A Unified Framework for Analyzing Meta-algorithms in Online Convex Optimization
Mohammad Pedramfar, Vaneet Aggarwal
TL;DR
This work tackles online convex optimization across diverse feedback types and adversaries by proposing a unified meta-algorithm framework that converts algorithms between settings (e.g., full-information, semi-bandit, bandit) and between first-order and zeroth-order feedback. The authors establish core connections, such as that semi-bandit online linear optimization for fully adaptive adversaries extends to online convex optimization, and show how to turn full-information solutions into semi-bandit or bandit ones with preserved regret. They introduce smoothing-based gradient estimators and two-point gradient techniques (e.g., FOTZO and FOTZO-2P) and derive regret bounds that recover many known results with simplified proofs, plus new deterministic zeroth-order guarantees (adaptive regret $O(\sqrt{T})$ and static regret $O(\log T)$ for strongly convex cases). The framework thus unifies prior results, facilitates cross-setting transfers, and provides a pathway to novel meta-algorithms applicable to non-convex problems as well. Overall, the work offers a principled, scalable approach to analyzing and designing meta-algorithms in online optimization with broad theoretical and practical impact.
Abstract
In this paper, we analyze the problem of online convex optimization in different settings, including different feedback types (full-information/semi-bandit/bandit/etc) in either stochastic or non-stochastic setting and different notions of regret (static adversarial regret/dynamic regret/adaptive regret). This is done through a framework which allows us to systematically propose and analyze meta-algorithms for the various settings described above. We show that any algorithm for online linear optimization with deterministic gradient feedback against fully adaptive adversaries is an algorithm for online convex optimization. We also show that any such algorithm that requires full-information feedback may be transformed to an algorithm with semi-bandit feedback with comparable regret bound.
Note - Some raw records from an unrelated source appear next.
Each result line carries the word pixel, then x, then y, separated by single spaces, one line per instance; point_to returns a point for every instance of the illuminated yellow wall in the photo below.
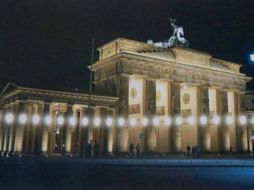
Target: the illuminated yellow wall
pixel 190 132
pixel 214 108
pixel 163 91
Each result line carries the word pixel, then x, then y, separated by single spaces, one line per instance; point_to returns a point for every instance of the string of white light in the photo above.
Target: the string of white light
pixel 203 120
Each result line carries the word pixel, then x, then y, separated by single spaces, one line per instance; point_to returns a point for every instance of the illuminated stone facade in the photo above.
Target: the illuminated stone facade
pixel 152 81
pixel 138 81
pixel 43 138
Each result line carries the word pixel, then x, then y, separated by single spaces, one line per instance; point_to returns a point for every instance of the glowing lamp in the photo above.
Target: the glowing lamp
pixel 47 120
pixel 252 57
pixel 229 120
pixel 203 120
pixel 167 121
pixel 96 121
pixel 133 122
pixel 179 120
pixel 190 120
pixel 60 120
pixel 144 121
pixel 9 118
pixel 243 120
pixel 216 120
pixel 22 118
pixel 156 121
pixel 109 122
pixel 35 119
pixel 72 121
pixel 121 121
pixel 85 121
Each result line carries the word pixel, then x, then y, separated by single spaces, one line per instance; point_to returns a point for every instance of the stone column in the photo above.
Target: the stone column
pixel 82 133
pixel 176 109
pixel 214 109
pixel 190 106
pixel 19 136
pixel 242 128
pixel 27 128
pixel 45 128
pixel 123 94
pixel 150 110
pixel 68 130
pixel 8 129
pixel 163 109
pixel 109 132
pixel 75 132
pixel 12 127
pixel 205 130
pixel 1 128
pixel 51 131
pixel 232 109
pixel 224 130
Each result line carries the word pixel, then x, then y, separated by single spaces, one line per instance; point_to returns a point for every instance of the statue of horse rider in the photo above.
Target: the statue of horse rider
pixel 177 39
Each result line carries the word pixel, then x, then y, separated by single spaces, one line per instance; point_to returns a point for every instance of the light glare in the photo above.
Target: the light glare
pixel 9 118
pixel 109 122
pixel 243 119
pixel 156 121
pixel 97 121
pixel 35 119
pixel 144 121
pixel 179 120
pixel 120 121
pixel 133 122
pixel 47 120
pixel 216 120
pixel 203 120
pixel 190 120
pixel 85 121
pixel 167 121
pixel 22 118
pixel 60 120
pixel 229 120
pixel 72 121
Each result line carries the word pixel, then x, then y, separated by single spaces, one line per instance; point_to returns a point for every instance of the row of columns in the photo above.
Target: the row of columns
pixel 203 100
pixel 17 138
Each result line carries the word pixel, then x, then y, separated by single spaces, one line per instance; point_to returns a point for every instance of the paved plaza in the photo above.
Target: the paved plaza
pixel 79 173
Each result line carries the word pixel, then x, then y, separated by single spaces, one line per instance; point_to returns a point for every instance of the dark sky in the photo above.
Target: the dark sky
pixel 47 44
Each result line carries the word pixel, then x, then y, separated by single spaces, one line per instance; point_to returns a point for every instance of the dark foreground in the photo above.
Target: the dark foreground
pixel 62 173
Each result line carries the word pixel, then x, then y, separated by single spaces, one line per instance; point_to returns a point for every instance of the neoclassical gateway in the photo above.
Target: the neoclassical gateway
pixel 159 97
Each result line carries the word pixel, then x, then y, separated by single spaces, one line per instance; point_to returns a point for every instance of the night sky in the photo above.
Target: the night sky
pixel 47 44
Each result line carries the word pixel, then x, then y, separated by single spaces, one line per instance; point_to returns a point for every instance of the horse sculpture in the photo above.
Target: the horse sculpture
pixel 177 39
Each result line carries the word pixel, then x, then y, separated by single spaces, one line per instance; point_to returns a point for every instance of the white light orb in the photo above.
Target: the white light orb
pixel 216 120
pixel 60 120
pixel 252 120
pixel 156 121
pixel 252 57
pixel 9 118
pixel 229 120
pixel 190 120
pixel 133 122
pixel 47 120
pixel 243 120
pixel 72 121
pixel 179 120
pixel 85 121
pixel 97 121
pixel 167 121
pixel 121 121
pixel 109 122
pixel 35 119
pixel 144 121
pixel 203 120
pixel 22 118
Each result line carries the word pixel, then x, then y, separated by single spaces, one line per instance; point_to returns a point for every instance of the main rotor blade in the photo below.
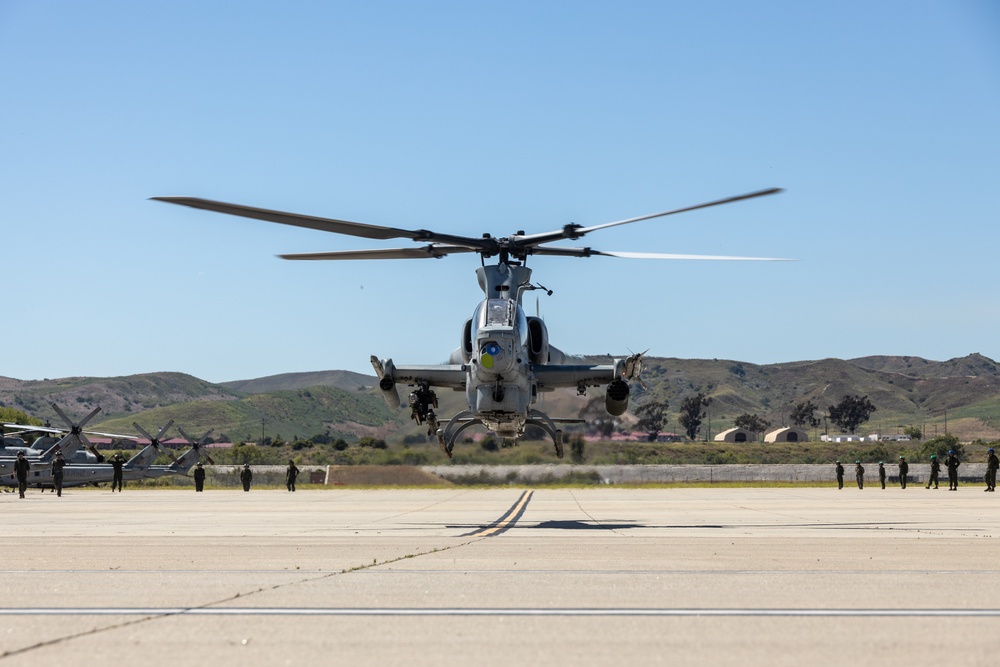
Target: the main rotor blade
pixel 329 224
pixel 574 232
pixel 590 252
pixel 312 222
pixel 142 431
pixel 433 251
pixel 163 431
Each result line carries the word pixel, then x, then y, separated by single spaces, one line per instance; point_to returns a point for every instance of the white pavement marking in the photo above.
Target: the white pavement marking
pixel 452 611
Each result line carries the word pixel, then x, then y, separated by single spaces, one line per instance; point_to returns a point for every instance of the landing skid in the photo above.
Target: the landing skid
pixel 447 436
pixel 542 421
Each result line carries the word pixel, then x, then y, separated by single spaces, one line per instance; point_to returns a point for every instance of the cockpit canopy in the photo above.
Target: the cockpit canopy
pixel 500 314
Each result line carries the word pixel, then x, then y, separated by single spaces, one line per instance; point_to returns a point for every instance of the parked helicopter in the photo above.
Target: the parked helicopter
pixel 72 442
pixel 504 360
pixel 80 473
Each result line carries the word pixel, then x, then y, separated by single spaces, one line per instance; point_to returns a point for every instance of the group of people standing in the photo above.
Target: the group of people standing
pixel 951 463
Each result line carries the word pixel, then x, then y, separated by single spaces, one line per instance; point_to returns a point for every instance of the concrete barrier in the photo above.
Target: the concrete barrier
pixel 969 473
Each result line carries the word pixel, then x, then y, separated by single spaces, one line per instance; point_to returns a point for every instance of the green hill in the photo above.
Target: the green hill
pixel 960 395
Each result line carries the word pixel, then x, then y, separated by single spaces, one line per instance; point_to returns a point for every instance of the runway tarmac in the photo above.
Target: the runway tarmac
pixel 506 576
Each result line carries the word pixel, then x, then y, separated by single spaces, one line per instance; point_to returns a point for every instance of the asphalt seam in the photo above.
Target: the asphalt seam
pixel 501 525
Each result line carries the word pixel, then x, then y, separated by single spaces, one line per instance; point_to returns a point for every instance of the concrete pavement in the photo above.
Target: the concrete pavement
pixel 501 576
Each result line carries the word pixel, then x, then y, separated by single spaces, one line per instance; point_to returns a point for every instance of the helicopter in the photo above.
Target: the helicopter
pixel 504 361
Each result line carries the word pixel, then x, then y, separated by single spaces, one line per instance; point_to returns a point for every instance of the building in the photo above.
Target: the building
pixel 787 434
pixel 735 435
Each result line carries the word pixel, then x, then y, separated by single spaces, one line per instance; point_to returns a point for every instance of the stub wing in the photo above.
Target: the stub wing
pixel 553 376
pixel 452 376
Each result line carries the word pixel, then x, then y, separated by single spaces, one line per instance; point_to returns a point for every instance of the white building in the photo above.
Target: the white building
pixel 735 435
pixel 787 434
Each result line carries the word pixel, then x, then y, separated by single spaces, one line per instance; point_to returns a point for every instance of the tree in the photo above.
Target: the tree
pixel 851 412
pixel 652 417
pixel 804 414
pixel 940 446
pixel 753 423
pixel 692 413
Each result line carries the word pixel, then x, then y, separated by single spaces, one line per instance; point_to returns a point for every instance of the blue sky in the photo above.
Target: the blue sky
pixel 880 119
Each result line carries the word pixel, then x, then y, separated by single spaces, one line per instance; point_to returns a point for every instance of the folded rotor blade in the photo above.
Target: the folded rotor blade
pixel 113 436
pixel 142 431
pixel 433 251
pixel 312 222
pixel 163 431
pixel 574 231
pixel 329 224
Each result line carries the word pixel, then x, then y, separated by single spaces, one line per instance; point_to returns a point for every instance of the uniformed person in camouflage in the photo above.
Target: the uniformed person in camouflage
pixel 117 461
pixel 21 468
pixel 952 462
pixel 992 463
pixel 935 469
pixel 57 472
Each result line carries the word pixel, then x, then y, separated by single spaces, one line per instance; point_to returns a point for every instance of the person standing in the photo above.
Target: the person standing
pixel 952 462
pixel 21 468
pixel 199 477
pixel 992 463
pixel 117 461
pixel 935 469
pixel 57 472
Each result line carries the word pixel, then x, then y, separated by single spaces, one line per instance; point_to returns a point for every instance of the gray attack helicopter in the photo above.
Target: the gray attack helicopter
pixel 504 360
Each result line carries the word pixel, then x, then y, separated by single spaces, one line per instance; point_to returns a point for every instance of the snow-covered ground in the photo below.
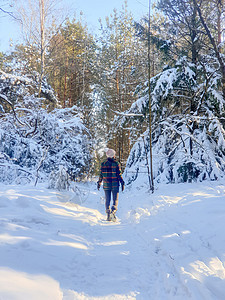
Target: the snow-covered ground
pixel 169 245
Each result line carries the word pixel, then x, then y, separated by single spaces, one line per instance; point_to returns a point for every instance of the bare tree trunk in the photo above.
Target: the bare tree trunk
pixel 215 46
pixel 150 106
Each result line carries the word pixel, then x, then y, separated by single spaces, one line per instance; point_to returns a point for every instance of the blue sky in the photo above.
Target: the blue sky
pixel 92 11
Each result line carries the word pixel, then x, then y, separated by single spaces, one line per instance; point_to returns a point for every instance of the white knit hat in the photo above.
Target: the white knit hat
pixel 110 153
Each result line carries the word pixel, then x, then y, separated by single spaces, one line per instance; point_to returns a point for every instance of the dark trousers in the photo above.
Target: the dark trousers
pixel 115 195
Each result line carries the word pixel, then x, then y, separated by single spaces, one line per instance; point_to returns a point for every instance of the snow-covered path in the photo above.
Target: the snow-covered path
pixel 169 245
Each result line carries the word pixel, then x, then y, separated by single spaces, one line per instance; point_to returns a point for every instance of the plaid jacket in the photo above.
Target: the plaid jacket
pixel 110 174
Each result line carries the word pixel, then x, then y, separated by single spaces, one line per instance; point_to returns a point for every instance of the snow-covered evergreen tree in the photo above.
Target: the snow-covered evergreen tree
pixel 35 140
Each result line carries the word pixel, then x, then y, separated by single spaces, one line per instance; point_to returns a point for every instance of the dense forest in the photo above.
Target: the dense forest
pixel 152 89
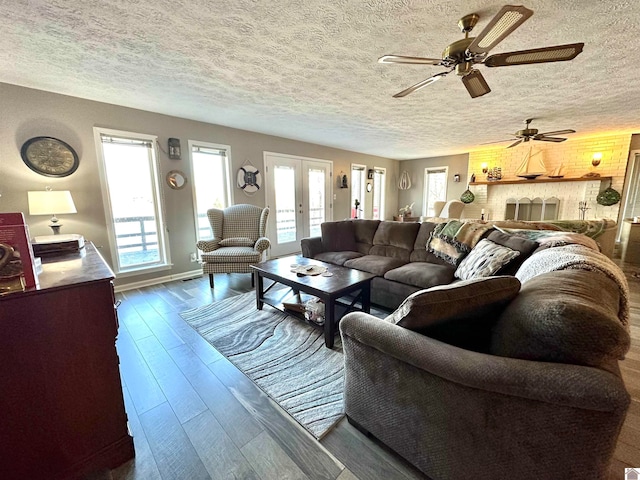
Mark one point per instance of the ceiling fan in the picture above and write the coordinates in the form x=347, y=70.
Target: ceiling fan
x=463, y=54
x=528, y=134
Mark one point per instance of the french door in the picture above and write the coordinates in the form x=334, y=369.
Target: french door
x=298, y=193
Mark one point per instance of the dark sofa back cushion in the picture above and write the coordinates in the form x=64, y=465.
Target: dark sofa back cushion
x=565, y=316
x=364, y=232
x=395, y=239
x=338, y=236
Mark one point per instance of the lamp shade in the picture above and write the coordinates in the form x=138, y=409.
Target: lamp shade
x=51, y=202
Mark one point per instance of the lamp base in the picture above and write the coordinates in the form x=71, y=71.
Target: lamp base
x=57, y=244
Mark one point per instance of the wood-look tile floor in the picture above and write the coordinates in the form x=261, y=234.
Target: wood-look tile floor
x=193, y=415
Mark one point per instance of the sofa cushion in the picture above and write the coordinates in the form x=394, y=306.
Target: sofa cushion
x=395, y=239
x=565, y=316
x=485, y=260
x=422, y=274
x=337, y=258
x=461, y=313
x=338, y=236
x=453, y=240
x=550, y=238
x=376, y=264
x=520, y=244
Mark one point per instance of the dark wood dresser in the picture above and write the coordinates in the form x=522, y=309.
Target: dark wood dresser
x=61, y=399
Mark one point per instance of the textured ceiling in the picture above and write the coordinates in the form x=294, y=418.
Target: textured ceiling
x=307, y=70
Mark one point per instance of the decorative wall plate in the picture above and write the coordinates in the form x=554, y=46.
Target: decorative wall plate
x=49, y=156
x=249, y=179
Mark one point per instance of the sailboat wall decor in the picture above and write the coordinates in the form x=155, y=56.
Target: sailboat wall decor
x=532, y=165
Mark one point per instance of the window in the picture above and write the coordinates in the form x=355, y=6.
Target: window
x=379, y=184
x=358, y=180
x=131, y=193
x=211, y=182
x=435, y=188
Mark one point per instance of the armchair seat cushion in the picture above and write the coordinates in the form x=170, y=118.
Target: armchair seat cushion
x=422, y=274
x=376, y=264
x=232, y=254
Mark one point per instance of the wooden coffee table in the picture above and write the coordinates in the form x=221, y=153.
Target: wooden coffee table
x=344, y=281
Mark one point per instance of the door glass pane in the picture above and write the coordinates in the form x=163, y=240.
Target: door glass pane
x=130, y=186
x=210, y=181
x=285, y=181
x=357, y=190
x=316, y=200
x=378, y=194
x=436, y=189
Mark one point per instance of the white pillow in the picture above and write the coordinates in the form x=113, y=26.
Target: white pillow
x=484, y=260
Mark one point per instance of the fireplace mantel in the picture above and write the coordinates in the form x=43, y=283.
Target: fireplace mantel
x=523, y=181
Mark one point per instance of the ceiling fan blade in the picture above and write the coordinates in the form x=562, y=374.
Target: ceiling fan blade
x=420, y=85
x=551, y=139
x=412, y=60
x=500, y=26
x=475, y=84
x=498, y=141
x=558, y=53
x=558, y=132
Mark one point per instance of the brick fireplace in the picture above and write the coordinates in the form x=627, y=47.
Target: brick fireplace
x=574, y=155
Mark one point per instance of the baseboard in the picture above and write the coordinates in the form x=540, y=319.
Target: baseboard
x=158, y=280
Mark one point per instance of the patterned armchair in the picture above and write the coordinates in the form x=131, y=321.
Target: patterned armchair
x=238, y=240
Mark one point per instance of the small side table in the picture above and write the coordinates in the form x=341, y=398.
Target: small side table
x=630, y=241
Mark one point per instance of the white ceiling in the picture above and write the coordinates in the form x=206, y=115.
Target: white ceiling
x=307, y=70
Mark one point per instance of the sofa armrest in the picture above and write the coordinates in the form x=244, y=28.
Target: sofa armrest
x=457, y=414
x=208, y=245
x=311, y=246
x=560, y=384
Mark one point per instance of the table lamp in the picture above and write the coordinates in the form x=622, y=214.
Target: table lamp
x=53, y=203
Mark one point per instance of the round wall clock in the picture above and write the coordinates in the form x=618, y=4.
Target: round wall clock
x=49, y=156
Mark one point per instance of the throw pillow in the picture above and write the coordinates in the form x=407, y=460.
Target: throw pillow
x=338, y=236
x=523, y=245
x=461, y=313
x=552, y=238
x=453, y=240
x=485, y=260
x=237, y=242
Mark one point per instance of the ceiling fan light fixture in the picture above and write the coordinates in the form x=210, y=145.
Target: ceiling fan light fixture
x=475, y=84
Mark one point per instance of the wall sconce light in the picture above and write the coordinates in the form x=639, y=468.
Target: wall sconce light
x=174, y=148
x=596, y=159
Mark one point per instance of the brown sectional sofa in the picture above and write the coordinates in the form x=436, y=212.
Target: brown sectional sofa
x=536, y=393
x=396, y=252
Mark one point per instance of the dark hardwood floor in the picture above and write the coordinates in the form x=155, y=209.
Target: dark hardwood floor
x=195, y=416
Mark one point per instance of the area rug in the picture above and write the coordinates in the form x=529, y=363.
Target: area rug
x=284, y=356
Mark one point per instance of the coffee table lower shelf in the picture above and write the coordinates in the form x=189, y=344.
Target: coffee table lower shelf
x=344, y=282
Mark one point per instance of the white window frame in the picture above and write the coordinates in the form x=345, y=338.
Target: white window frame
x=425, y=190
x=381, y=173
x=362, y=172
x=158, y=201
x=228, y=185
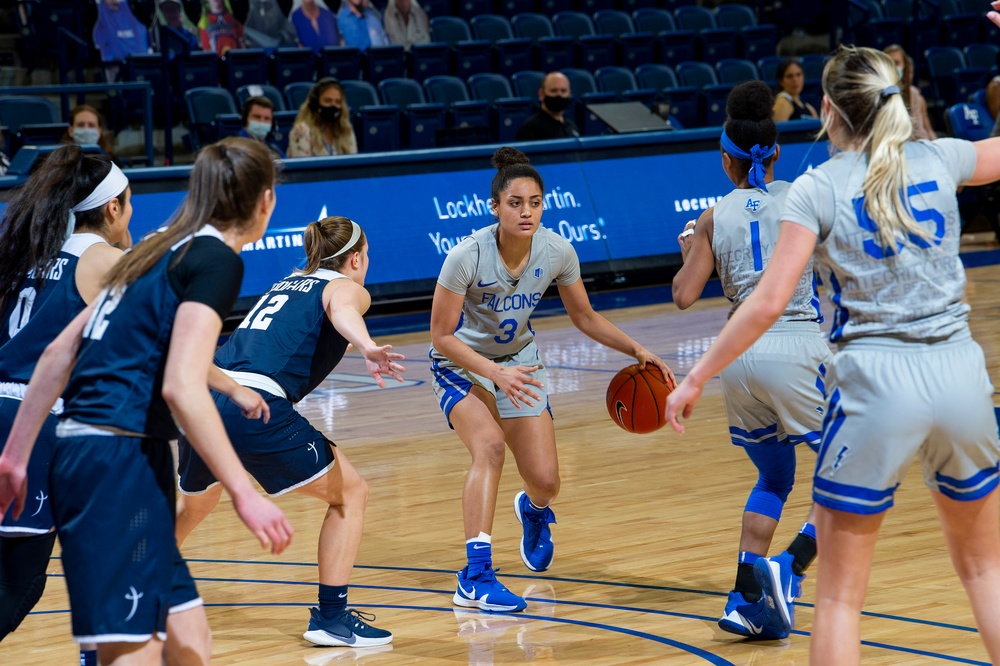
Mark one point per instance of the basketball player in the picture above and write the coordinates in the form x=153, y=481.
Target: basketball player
x=908, y=380
x=135, y=365
x=284, y=348
x=489, y=379
x=55, y=250
x=774, y=392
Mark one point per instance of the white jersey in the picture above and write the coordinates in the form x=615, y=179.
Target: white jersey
x=497, y=306
x=746, y=223
x=911, y=292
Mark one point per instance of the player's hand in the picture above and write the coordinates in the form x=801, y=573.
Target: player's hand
x=13, y=488
x=515, y=382
x=644, y=356
x=251, y=404
x=265, y=520
x=682, y=400
x=381, y=361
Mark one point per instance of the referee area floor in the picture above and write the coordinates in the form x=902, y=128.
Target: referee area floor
x=646, y=540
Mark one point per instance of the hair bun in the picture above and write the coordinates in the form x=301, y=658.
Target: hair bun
x=752, y=101
x=507, y=156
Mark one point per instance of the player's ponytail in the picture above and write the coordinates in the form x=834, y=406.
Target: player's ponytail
x=750, y=135
x=862, y=86
x=36, y=221
x=512, y=164
x=330, y=242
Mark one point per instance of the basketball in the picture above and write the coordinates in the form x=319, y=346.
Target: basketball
x=637, y=399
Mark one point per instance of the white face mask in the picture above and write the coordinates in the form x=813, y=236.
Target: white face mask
x=86, y=136
x=258, y=130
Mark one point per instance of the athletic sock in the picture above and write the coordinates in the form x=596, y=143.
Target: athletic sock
x=746, y=583
x=332, y=600
x=803, y=548
x=479, y=552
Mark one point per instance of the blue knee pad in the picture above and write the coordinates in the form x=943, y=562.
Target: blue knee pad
x=776, y=475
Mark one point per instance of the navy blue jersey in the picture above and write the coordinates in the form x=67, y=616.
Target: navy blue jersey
x=33, y=316
x=118, y=376
x=288, y=336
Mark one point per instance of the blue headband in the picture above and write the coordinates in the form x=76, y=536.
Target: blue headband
x=757, y=155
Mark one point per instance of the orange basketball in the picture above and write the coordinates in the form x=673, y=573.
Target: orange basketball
x=637, y=399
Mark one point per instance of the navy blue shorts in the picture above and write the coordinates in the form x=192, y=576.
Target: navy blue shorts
x=37, y=515
x=113, y=499
x=283, y=454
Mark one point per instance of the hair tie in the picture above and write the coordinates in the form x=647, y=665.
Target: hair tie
x=355, y=235
x=757, y=155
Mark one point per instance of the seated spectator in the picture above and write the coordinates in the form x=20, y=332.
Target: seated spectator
x=323, y=126
x=170, y=15
x=406, y=23
x=267, y=26
x=360, y=25
x=218, y=28
x=315, y=24
x=549, y=122
x=257, y=119
x=912, y=98
x=787, y=103
x=118, y=34
x=86, y=127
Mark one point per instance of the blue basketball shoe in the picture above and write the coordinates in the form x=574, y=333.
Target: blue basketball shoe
x=780, y=586
x=536, y=544
x=348, y=628
x=755, y=620
x=480, y=589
We further show that algorithms that are designed for fully adaptive adversaries using deterministic semi-bandit feedback can obtain similar bounds using only stochastic semi-bandit feedback when facing oblivious adversaries. We use this to describe general meta-algorithms to convert first order algorithms to zeroth order algorithms with comparable regret bounds. Our framework allows us to analyze online optimization in various settings, recovers several results in the literature with a simplified proof technique, and provides new results.